For latency-sensitive workloads, predictive scaling shines. For workloads with chaotic traffic that doesn't follow a daily pattern (event-driven, batch processing), predictive offers little — stay reactive and accept the scaling lag.

Third option: warm pools. Keep a small number of pre-started but unused pods in a warm pool, ready to receive traffic in seconds. The warm pool absorbs the first 30-60 seconds of a spike while the orchestrator brings up cold-start replicas to backfill. Pay for the warm pool capacity (a fraction of normal capacity, e.g., 5%) in exchange for cold-start mitigation. Used for tiers where seconds matter.

Scale-down hysteresis is the other critical concern. Scaling down too aggressively causes thrashing: you remove a pod, the per-pod load on the remaining pods goes up, your CPU metric crosses the scale-up threshold, you add a pod back. Oscillation drains the cluster of stability.

Three mechanisms prevent thrashing.

Long scale-down cooldown: after any scaling decision, lock scale-down for several minutes (typically 5-10). This gives the metric time to stabilize at the new pod count before considering another change. Production HPAs default to 5-minute scale-down cooldowns; scale-up cooldowns are seconds because spike-response is more urgent.

Asymmetric tolerance bands: only scale down if observed_metric is below target by a margin (e.g., target 70%, scale down only if observed <55%). Symmetric bands (scale down on 65% with target 70%) cause thrashing because a 5% noise band routinely crosses both directions.

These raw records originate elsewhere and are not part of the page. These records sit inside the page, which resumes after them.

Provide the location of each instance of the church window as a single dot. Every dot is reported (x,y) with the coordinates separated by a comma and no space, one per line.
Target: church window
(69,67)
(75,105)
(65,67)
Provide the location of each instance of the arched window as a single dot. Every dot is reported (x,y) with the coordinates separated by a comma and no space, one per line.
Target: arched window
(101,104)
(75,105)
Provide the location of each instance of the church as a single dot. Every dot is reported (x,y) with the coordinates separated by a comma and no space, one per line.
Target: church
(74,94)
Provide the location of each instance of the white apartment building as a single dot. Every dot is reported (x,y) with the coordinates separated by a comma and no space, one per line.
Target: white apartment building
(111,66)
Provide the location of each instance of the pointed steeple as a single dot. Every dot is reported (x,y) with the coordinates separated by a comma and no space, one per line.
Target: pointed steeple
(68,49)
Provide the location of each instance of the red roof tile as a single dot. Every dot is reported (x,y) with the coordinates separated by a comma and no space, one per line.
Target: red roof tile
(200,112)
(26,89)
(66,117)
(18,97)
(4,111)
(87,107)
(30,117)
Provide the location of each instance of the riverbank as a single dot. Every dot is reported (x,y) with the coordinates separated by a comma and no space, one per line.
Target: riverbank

Step-limited scaling: cap the magnitude of a single scaling action. Even if the formula says 'scale from 100 to 30 pods', cap the step at 'remove at most 10% per cooldown cycle'. Prevents over-correcting on a momentary lull. Larger workloads use smaller step sizes (a 1000-pod workload caps step at 5%); smaller workloads use larger step sizes (a 5-pod workload caps step at 1 pod or 20%).

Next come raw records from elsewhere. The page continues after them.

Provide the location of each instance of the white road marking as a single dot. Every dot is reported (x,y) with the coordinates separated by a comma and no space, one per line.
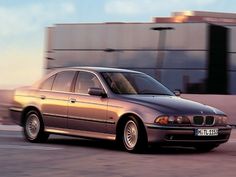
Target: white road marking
(10,128)
(29,147)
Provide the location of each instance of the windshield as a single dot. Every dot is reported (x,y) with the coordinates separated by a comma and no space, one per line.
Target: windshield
(134,83)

Third tradeoff: connection draining on scale-down. When a pod is selected for removal, terminating it abruptly drops every in-flight request. Graceful drain: the orchestrator sends SIGTERM to the pod, the pod's signal handler tells the load balancer 'stop sending me new requests', existing requests complete (typically within the request's normal duration), then the pod exits. The drain window is typically 30-60 seconds. For workloads with long-lived connections (WebSocket, streaming), drains can take several minutes — production tracks active connection count and waits for it to reach zero before removal.

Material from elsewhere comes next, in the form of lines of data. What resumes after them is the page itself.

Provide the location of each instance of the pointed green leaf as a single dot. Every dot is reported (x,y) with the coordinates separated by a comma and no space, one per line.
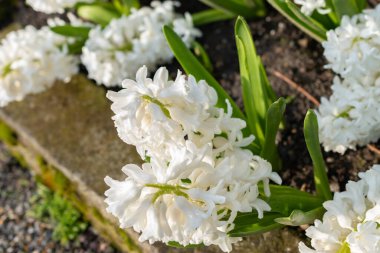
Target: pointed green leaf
(312,143)
(285,199)
(238,8)
(202,55)
(249,224)
(125,6)
(346,7)
(192,66)
(298,217)
(71,31)
(311,30)
(97,14)
(254,90)
(76,46)
(210,16)
(272,123)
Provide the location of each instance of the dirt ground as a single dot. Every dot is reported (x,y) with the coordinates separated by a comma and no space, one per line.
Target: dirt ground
(283,48)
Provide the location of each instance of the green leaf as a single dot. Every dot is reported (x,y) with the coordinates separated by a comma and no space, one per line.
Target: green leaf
(202,55)
(249,224)
(97,14)
(71,31)
(192,66)
(303,22)
(76,47)
(362,4)
(272,123)
(255,90)
(125,6)
(210,16)
(238,7)
(285,199)
(312,143)
(298,217)
(347,7)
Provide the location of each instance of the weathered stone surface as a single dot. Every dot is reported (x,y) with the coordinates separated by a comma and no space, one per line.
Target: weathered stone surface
(69,127)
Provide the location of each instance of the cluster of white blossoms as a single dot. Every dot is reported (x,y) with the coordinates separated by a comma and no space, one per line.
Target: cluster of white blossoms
(31,60)
(53,6)
(116,52)
(309,6)
(352,219)
(350,117)
(196,176)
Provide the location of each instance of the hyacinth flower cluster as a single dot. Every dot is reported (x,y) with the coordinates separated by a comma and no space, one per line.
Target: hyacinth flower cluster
(198,175)
(112,43)
(116,51)
(351,220)
(350,116)
(31,60)
(205,179)
(350,37)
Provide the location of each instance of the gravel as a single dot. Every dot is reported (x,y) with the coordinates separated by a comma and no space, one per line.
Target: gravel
(21,233)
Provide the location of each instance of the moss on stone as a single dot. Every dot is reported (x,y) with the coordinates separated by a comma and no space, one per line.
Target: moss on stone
(58,182)
(7,135)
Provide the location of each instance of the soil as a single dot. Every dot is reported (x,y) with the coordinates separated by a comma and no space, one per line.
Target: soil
(286,49)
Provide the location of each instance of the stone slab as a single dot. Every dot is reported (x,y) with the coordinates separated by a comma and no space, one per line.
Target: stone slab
(70,128)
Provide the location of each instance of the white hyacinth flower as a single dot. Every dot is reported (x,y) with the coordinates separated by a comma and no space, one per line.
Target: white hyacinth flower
(31,60)
(197,177)
(353,49)
(153,114)
(309,6)
(351,220)
(117,51)
(190,199)
(350,117)
(53,6)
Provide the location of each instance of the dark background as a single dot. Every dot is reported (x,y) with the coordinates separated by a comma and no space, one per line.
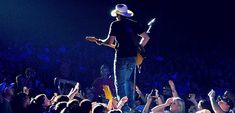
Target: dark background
(45,33)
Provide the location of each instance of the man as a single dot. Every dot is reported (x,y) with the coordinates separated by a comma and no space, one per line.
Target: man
(125,33)
(224,104)
(29,80)
(105,78)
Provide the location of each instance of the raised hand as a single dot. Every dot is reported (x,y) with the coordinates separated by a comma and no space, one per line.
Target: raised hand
(211,94)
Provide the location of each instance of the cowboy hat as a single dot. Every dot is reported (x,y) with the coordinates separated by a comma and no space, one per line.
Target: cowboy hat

Fourth tradeoff: custom metrics. CPU and memory are blunt signals. The real signal for a web service is request rate or p99 latency; for a background worker, queue depth. Custom-metric scaling reads from the metrics pipeline (e.g., the queue depth from the message queue's own admin API) and feeds it to the proportional scaling formula with a per-workload target. The senior signal: recognize that CPU isn't always the right scaling signal, and propose custom-metric scaling for the workloads where CPU is misleading.

Common mistakes

• Scaling only on CPU — for queue-driven workloads, queue depth is the real signal; for latency-sensitive web tiers, p99 latency matters more than CPU
• No cooldown on scale-down — causes thrashing where you remove pods and immediately add them back
• Forgetting connection draining — abruptly killing pods drops in-flight requests; production needs graceful SIGTERM with a drain window
• Combining HPA and VPA on the same workload without coordination — they double-scale and conflict
• Assuming cold-start is instant — image-pull and readiness-probe latency means new pods take 30-90 seconds; production needs warm pools or predictive scaling for spike-sensitive tiers

Likely follow-up questions

• How would your design handle a sudden 10x traffic spike that lasts only 60 seconds? Pre-warm? Burst capacity? Accept degradation?
• How would you scale a stateful workload (e.g., a sharded database) where adding a pod requires rebalancing data?
• What changes if you're scaling across multiple regions and want to shift capacity between regions based on regional demand?
• How would you detect a runaway scale-out — a bug that causes the autoscaler to keep adding pods indefinitely?
• How would you implement scaling for GPU workloads where each pod costs 10-100x a CPU pod and cold-start is several minutes?